Equity’s Compliance Function
  • 26 The TCB Code requires a business to operate a compliance function that, inter alia, has appropriate independence, is able to devote sufficient time and has sufficient resources to effectively discharge the responsibilities of the function, including the implementation of the compliance policy.
  • 27 It was identified Equity’s former compliance officer also served as a director on the board of a number of Equity’s corporate director companies, which were, in turn, appointed as directors to a number of customer entities reviewed by the Reporting Professional.
    • In this regard, it was noted this individual would represent the corporate director during board meetings of the customer entity and sign documentation on the customer’s behalf.
  • 28 The customer-facing role adopted by the compliance function led to a lack of definition and discipline in respect of Equity’s ‘three lines of defence’ with the second line of defence being eroded to a significant effect.
    • Equity, therefore, failed to operate an independent compliance function that had sufficient time and resources to sufficiently discharge its functions.
  • 29 In addition to the above, in some instances Equity also failed to, inter alia:
    • 29.1 Prepare customer financial statements on a timely basis and in accordance with its policies and procedures and Principle 3 of the TCB Code;
    • 29.2 Maintain and test adherence to, policies and procedures covering the operation of the business as required by Principle 3 of the TCB Code;
    • 29.3 Ensure that all transactions or decisions made with respect to its customers were appropriately authorised by persons with the requisite knowledge and experience to effect such transactions or make such decisions, in breach of Principle 3 of the TCB Code; and
    • 29.4 Have in place, execute or put in place on a timely basis, service agreements with its customers, in breach of Principle 4 of the TCB Code.
4 Aggravating Factors
  • Equity’s regulatory compliance record.
  • The 2015 Investigation and “regulatory health-check” identified serious weaknesses in Equity’s systems and controls, to include those relating to AML/CFT. Such matters gave rise to Equity undertaking a significant remediation exercise. Equity was accordingly aware of the importance of implementing and maintaining robust AML/CFT systems and controls.

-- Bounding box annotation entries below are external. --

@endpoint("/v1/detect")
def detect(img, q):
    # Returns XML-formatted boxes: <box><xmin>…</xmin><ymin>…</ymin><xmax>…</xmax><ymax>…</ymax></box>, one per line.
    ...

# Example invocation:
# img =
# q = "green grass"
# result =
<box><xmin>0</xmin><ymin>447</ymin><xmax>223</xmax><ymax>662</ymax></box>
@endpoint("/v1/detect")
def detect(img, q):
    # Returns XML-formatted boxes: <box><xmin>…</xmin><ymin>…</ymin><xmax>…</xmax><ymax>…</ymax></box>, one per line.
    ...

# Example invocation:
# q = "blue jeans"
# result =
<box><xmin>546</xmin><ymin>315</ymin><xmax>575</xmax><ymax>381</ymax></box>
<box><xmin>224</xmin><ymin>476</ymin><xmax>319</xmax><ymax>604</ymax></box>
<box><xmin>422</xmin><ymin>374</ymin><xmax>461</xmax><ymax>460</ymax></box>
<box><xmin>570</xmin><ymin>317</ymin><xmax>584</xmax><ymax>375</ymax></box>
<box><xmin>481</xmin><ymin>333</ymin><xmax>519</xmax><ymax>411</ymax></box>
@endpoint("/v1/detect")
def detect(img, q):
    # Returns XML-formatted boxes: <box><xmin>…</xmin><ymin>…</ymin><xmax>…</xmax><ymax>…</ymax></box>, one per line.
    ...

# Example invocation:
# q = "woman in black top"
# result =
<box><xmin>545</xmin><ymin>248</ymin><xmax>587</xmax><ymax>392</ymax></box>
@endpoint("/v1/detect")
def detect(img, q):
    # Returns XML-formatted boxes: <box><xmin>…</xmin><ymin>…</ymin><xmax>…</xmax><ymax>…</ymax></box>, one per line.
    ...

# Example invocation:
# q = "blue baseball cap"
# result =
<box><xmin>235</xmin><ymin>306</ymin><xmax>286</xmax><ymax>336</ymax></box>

  • Instances were identified whereby Equity failed to comply with its own policies and procedures aimed at reducing the risk of financial crime.
  • The JFSC has published guidance on the steps registered persons can take to reduce their financial crime risk.
  • This includes the AML/CFT Handbook which details written guidance on AML/CFT controls, compliance with the legal requirements of the POC(J)L and MLO and evolving practice within Jersey’s financial services industry.
  • Despite having access to such published guidance, Equity failed, on several occasions, to comply with elements of the AML/CFT Handbook, therefore, increasing its financial crime risk.
    • Equity’s lack of independence of its compliance function, allowing its compliance officer to hold customer-facing roles.